Government data from the Social Security Administration demonstrates the tangible benefits of investing in a college degree. Both men and women with a college degree far outpace those without one in lifetime earnings by $900,000 and $630,000, respectively. That amount is even greater for men and women who obtain graduate degrees, outpacing those with high school degrees by $1.5 million and $1.1 million, respectively.
At the end of the day, Americans have a choice in how they spend their time and money. Investing in education is a choice that individuals make, and loans are a tool used to achieve that objective. When an individual chooses to sign for a loan, both the lender and borrower are contractually obligated to abide by the terms and conditions. The Biden administration’s move to cancel student loan debt effectively eliminates that contract set in place to appease the loudest voices in our country, the elite. This action is supplanting the rule of law for the rule of the popular by forcing all Americans to subsidize the elite’s decisions for their education investments.
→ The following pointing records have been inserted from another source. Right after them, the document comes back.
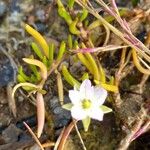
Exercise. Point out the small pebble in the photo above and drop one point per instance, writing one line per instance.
(61, 116)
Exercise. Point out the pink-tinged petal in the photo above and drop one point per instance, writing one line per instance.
(78, 113)
(96, 114)
(74, 96)
(86, 90)
(100, 95)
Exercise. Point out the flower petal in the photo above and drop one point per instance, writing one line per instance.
(86, 90)
(74, 96)
(96, 113)
(78, 113)
(100, 95)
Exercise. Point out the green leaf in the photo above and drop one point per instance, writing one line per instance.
(69, 78)
(21, 72)
(71, 3)
(51, 53)
(105, 109)
(67, 106)
(86, 122)
(37, 50)
(62, 49)
(70, 41)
Additionally, student debt cancellation notably comes at a time when all Americans—regardless of their educational background—are feeling the effects of record-high inflation that has only been fueled by this administration’s reckless tax and spend policy.
This action does nothing for Americans who chose to forego college, save their money for other investments, and begin their careers without incurring debt. Nor does it do anything for those who worked hard to pay off their student loan debts. These individuals will surely not see a $10,000 check arriving in their mailbox for their arguably, objectively good decisions. And this action will do nothing to address the skyrocketing cost of college, which has increased 211 percent at in-state public universities over the last 20 years.
Americans should recognize that canceling student loans is not in the best interest of the majority of the country who will be required to pick up the check for this $300 billion-plus action. Primarily benefitting upper-middle and high-income earners, student debt cancellation should be rejected for what it is: a regressive policy that benefits a select few, continuing the Biden administration’s reckless spending spree, which continues at our expense.
Kat Cammack is the youngest Republican woman in Congress and the U.S. Representative for Florida’s Third Congressional District. She serves on the House Agriculture and Homeland Security Committees and the Select Committee on the Economy.